⚠︎ Submit RFIs early. Unanswered questions can stall work and lead to costly change orders later.
a. Open the project and go to the RFIs section in the side panel. Click Create Task.
b. Enter the RFI subject and question. Set the Due Date and Priority (High, Medium, or Low).
c. Select the Schedule Impact and Cost Impact (Yes, No, or Maybe). These fields are critical for triaging RFIs and identifying which ones may drive change orders.
d. Attach supporting documents or photos if needed. Click Add RFI. The RFI is created in Draft status.
e. Use the Email tab on the RFI to send it to the responsible party (general contractor, architect, or engineer). Update the status to Sent after sending.
⚠︎ RFIs and Change Orders only appear on a project if the Project Type's settings have them enabled. If the tabs are missing, check Settings > Operations > Project Types.
a. Open the project and go to the Submittals section in the side panel. Click Create Task.
b. Enter the submittal title and description. Select the submittal type — such as product data, shop drawings, or samples.
c. Upload the required documents or files. Set a due date for approval.

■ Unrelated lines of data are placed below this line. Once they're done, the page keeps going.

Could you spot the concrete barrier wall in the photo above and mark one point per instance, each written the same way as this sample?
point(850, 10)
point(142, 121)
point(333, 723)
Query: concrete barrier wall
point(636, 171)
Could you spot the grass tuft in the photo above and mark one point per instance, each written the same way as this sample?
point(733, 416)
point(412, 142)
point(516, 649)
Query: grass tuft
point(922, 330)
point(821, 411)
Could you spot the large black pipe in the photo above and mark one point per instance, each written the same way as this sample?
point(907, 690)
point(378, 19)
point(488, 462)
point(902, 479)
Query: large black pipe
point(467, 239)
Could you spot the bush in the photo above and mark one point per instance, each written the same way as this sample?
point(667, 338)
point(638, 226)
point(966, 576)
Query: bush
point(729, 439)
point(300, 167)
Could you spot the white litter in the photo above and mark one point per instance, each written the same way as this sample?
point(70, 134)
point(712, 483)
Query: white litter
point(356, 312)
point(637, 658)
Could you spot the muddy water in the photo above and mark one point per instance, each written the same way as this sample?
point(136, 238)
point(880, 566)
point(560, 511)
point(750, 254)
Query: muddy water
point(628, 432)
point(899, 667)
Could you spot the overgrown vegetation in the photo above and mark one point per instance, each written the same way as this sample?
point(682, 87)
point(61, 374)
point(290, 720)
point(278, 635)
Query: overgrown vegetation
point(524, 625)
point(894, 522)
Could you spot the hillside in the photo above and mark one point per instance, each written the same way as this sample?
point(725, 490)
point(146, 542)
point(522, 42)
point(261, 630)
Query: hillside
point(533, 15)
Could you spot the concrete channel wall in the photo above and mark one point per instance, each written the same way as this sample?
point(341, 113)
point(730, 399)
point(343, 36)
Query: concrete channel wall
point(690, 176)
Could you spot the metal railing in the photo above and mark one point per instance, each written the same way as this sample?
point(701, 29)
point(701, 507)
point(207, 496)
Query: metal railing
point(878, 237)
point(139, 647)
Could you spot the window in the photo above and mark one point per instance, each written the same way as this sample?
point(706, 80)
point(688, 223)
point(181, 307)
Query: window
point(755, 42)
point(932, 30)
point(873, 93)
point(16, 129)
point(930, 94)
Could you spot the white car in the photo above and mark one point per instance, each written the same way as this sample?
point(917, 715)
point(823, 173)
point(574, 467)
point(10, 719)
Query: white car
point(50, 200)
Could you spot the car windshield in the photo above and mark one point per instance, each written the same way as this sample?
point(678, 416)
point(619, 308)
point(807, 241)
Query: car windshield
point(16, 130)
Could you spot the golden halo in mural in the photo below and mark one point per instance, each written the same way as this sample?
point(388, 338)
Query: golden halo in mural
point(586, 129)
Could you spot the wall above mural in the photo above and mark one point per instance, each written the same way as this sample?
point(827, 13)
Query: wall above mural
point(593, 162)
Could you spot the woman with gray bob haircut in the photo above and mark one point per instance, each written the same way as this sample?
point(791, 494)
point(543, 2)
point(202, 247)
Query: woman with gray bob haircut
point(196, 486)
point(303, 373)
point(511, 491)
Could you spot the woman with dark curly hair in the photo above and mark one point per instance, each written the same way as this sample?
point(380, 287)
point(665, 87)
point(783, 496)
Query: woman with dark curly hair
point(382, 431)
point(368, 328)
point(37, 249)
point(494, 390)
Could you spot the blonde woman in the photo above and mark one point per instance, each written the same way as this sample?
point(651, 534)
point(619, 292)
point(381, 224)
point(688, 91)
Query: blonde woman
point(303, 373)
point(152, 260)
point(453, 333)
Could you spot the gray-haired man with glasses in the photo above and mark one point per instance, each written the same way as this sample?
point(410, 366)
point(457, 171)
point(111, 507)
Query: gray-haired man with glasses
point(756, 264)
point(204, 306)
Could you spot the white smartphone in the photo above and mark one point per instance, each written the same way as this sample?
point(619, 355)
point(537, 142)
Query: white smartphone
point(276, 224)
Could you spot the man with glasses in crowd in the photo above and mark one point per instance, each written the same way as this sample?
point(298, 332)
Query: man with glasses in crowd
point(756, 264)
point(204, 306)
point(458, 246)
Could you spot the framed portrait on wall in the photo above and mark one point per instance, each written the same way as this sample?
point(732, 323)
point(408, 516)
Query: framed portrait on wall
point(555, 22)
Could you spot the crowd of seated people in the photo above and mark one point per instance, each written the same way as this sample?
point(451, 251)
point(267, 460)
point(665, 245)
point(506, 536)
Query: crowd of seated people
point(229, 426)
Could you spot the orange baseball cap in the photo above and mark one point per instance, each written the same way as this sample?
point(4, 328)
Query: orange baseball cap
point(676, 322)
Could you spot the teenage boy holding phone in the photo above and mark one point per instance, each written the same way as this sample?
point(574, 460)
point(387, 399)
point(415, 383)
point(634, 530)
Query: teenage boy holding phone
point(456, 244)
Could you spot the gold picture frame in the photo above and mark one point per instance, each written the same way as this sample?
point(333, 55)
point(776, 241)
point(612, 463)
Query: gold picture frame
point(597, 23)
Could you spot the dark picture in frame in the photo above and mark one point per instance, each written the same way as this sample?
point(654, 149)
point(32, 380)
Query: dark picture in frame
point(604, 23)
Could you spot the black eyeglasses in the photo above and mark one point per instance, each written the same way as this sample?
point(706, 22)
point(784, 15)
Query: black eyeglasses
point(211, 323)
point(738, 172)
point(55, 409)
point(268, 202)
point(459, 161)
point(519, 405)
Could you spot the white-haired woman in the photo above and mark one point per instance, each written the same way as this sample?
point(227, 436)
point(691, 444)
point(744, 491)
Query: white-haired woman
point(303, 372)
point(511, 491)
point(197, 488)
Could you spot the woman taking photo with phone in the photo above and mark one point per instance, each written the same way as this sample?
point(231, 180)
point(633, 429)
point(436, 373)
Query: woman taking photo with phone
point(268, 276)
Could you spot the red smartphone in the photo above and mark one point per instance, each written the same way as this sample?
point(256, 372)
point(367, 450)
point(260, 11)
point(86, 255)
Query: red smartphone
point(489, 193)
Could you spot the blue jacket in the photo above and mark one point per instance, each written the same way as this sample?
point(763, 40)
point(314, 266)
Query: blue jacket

d. Click Save. The submittal is created in Draft status. Track the status as it progresses through Submitted, Response Received, and Closed.
e. Use the Email tab to send the submittal to external stakeholders (e.g., GC or engineer). Use the Chat tab for internal collaboration between project and purchasing teams.
⚠︎ Enforce a policy where Purchase Orders for major equipment are only issued after the associated Submittal is marked as having a response received or closed. Ordering before submittal approval risks purchasing the wrong unit.
a. When a foreman encounters a discrepancy on site (e.g., pipe blocking ductwork), open the project in the ServiceTitan Field Mobile App and go to the RFIs section.
b. Tap Add. Enter the subject, question, due date, priority, and schedule/cost impact. Attach photos documenting the issue.
c. Tap Save. The RFI is sent to the office for review immediately.
⚠︎ Always create change order requests before starting additional work. Unapproved scope changes put your revenue at risk. Work performed before the CO is approved is "At-Risk Work" — labor booked to a pending CO cost code is flagged in the Job Costing report.
a. Open the project and go to the Change Orders section in the side panel. Click Create Task.
b. Enter the subject, description, and scope of work. Set the due date and priority.
c. Click Add COR. The Change Order Request is created in Draft status and does not affect the project budget until approved.
a. Open the RFI whose response confirms a scope change. Click More > Create Change Order.
b. The system creates a linked COR with the RFI reference preserved. This provides a clear audit trail showing why the scope change was requested and what information drove the decision.
c. Complete the COR details (scope, costs, priority) and save. The linked RFI is visible on the COR record.
a. Open the COR in Draft status. Review all details for accuracy.
b. Use the Email tab to send the COR to the customer or general contractor. Add any message or notes.
c. The recipient receives an email with the COR details and can respond. Update the status to Sent, then Responded, then Approved or Rejected as the workflow progresses.
d. Once approved, the change order automatically updates the Total Budget and Contract Value to reflect the new scope.
a. Open the project and go to the Change Orders section. Click the Budget Changes tab to see all project estimates marked as change orders.
b. Review the breakdown of each approved change order and its impact on the total project value — original contract amount, approved change orders, and revised contract total.
c. Compare the revised budget against actual costs and invoiced amounts to track project profitability in real time.
a. Open the project and go to the Documents section. Click Upload File to add project files — contracts, plans, specifications, permits, or any other project documentation.
b. Organize files into folders for easy retrieval. All uploaded documents are accessible to authorized team members from the project record.
c. Use the Documents section as the single source of truth for project paperwork, eliminating the need for external file shares or email attachments.
a. Confirm the change order has been Approved and the associated project invoice has been posted. Draft or pending CORs do not affect financials.
b. Go to Accounting > Batch/Export Transactions and check for export errors. Common issues include mismatched GL account mappings or connectivity timeouts.
c. Verify the change order estimate has costs populated in the pricebook. Without cost data, the CO updates the Contract Value but not the Estimated Project Cost.
d. If the error persists, check your accounting integration status at Settings > Integrations > Accounting.